Identify Important Metrics
When it comes to forecasting renewals, there are three main metrics businesses should keep their eyes on:
- Churn Rate: Also known as the Attrition Rate, this metric lets you know how many customers are canceling your service every month. By tracking your churn rate, you can find out how long on average customers stay with your service and then use that information to reduce churn.
- Annual/Monthly Recurring Revenue (ARR/MRR): Your ARR/MRR allows you to gauge how your business is performing. By measuring your ARR/MRR rate over a period of time, you can begin to forecast your renewal rate.
- Customer Lifetime Value (CLV): By calculating what each customer is worth to your business, you can figure out the true cost of acquiring a new customer vs. keeping an existing one.
Couple these with other important metrics such as On-Time Renewal Rates, Resolution Rates, and Close Rates, and you’ll have a good idea of what to look out for when forecasting renewals.
Centralize Renewals for Accurate Forecasting
In order to accurately forecast renewals, you need to have an up-to-date view of your business, whether that’s from an executive-level or a microscopic look at the granular details of individual renewals. This bird’s eye view can then be used to reduce churn risk scenarios, making it possible for your renewal team to immediately engage with customers in real-time.
Centralizing your renewal system also increases efficiency. Instead of wasting time generating reports, your team can simply log on and get an immediate view of where a renewal stands.
Your managers and reps can then utilize in-line editing to make changes to renewals in real-time. Using a centralized renewal system, you can create and maintain data cleanliness standards, making it easier for your team to highlight and correct for missed opportunities.
Sound interesting? Demo our renewal management system and see what a centralized system can do for you. ;)
Analyze Your Business for Risk
Nick Mehta said it best: churn is like gravity. If something goes up, you’ve got to fight to keep it from coming down.
Nowadays new options are just a click away, which means you have to work to re-earn your customer’s business every. Single. Day. For renewal teams, this means that proactive measures need to be taken to minimize risk.

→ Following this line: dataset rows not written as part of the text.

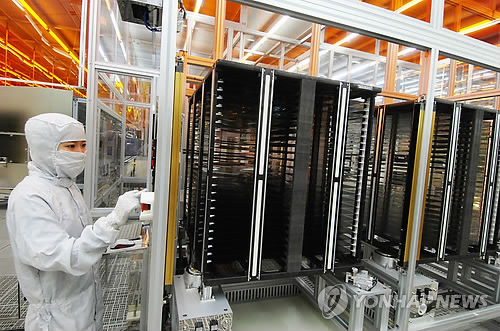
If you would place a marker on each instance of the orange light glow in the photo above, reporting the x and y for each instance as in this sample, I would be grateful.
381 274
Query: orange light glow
46 27
479 26
407 6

Risk manifests in different ways in different businesses but it affects everyone the same. In order to protect your growth and reduce churn, analyzing your business for risk should be at the forefront of your renewal forecast process.
Common factors that can cause at-risk renewals to be recognized too late include:
- Difficulties in updating opportunities at scale
- A limited view of key renewal metrics
- Difficulties in building accurate forecasts
A good renewal system will help analyze these retention metrics as well as other customer attributes to help you visualize forecasts by booking type as well as contributors to churn. This will in turn give you a clear and thorough display of all renewals as well as a deeper understanding of what causes them.
In addition, having a renewal system can help visualize the impact of how the shifting likelihood of individual renewals impacts overall retention. From there you can preemptively address these factors to mitigate at-risk situations entirely.
Forecasting Renewals Comes Down to Data
Companies with top-performing retention rates understand that it all comes down to data and how it’s processed. These companies have sophisticated early warning systems, real-time understanding of their business, and the ability to perform these functions at scale.
It’s not enough to have an ace team anymore. Even the best renewal teams can fall victim to high churn rates without the appropriate technology. It’s simply too large of a job for humans to do at scale and takes away from what your renewal team should actually be doing—driving desirable customer outcomes.
The solution: a complete renewal management system. Utilizing machine learning can save your renewal team significant time and effort recognizing at-risk renewals. In the era of Saas, that’s something businesses can’t afford to fall behind on.